By Werner Hoyer, President, European Investment Bank and André Küüsvek, President, Nordic Investment Bank
A green transition is vital to solving Europe’s energy problems
Russia’s aggression in Ukraine has pushed Europe into an energy crisis. The need for action is urgent. Europe must build up its energy resilience and accelerate its transition to a low-carbon economy.
Energy efficiency – in industry and homes – as well as renewable generation need to be scaled up now. Industry has been able to reduce its gas consumption more quickly than expected and many countries have long pipelines of renewable projects and grid connections that are just waiting to be built. The more we invest in clean energy today, the less we will heat the planet and, the less dependent we will be on costly imported energy from unreliable or even malign suppliers tomorrow.
While we all know that renewable energy is the key to fighting climate change in the long term, it is also a vital part of the solution to the immediate challenges that we currently face. We must build our energy resilience in a sustainable way.
Russia’s invasion has reminded us of the importance of safeguarding the security of our energy supply. Put simply, energy is a security issue and decarbonisation is a matter of strategic autonomy.
The political commitment to these goals is evident in numerous recent initiatives, including the Versailles conclusions on energy, the European Commission’s REPowerEU plan and, more recently, the Marienborg declaration by the Baltic Sea states.
The challenge will be to maintain our determination as the cost of the current energy crisis bites, hurting businesses and households and pushing economies towards recession. Societies need to tackle the issue of just transition with the immediate burden coming from higher energy prices.
The European Commission estimates that, for Europe to become independent of Russian gas, €270 billion of additional investment is required in energy efficiency, renewable energy and electricity networks until 2030.

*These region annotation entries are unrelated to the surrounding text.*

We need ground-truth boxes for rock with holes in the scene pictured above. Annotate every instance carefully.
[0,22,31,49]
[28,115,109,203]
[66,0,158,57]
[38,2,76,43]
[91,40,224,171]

International financial institutions such as the Nordic Investment Bank (NIB) and the European Investment Bank (EIB) have an important role to play in times of crisis. As commercial lenders become more cautious and reluctant to lend, institutions like ours are ready to step in and fill the gaps. With high credit ratings and stable funding bases, we offer long-term financing to important projects. This mobilises additional private investment, even in the darkest days.
Cooperation between national, regional and EU institutions is vital. Both the European Investment Bank and the Nordic Investment Bank have a long track record of financing large projects and working together. In the last five years, the cooperation saw some €10 billion in co-financed projects, with more to come.
Our common projects cover many sectors ranging from transport infrastructure to schools and hospitals. In Latvia, we supported a new bypass that will divert transit traffic away from densely populated areas of Kekava to a new route, reducing pollution and congestion, and improving road safety. In Espoo, Finland, we helped finance the construction of eight schools and day-care centres that will serve 4 000 children and young people.
In the energy sector, our two institutions have contributed to many important flagship projects, including wind farms, advanced batteries, and energy links between countries. The construction of Northvolt’s large-scale lithium-ion battery cell manufacturing plant in Northern Sweden will deliver the world’s greenest lithium-ion battery with a minimal CO2 footprint. Support for Vestas Wind Systems in Denmark is a strategic step for the energy transition from traditional sources to renewable energy and climate mitigation. Such projects contribute not only to Europe’s competitiveness and autonomy, but through research and development to the entire world’s green transition.
In this hour of need, we feel the weight of our responsibilities and are ready to do more. The European Investment Bank and the Nordic Investment Bank are committed to deepening their cooperation, particularly in the Baltic Sea region. That means clean and secure energy, for small businesses and local communities, and for innovation. Ultimately, all this makes for a more sustainable future.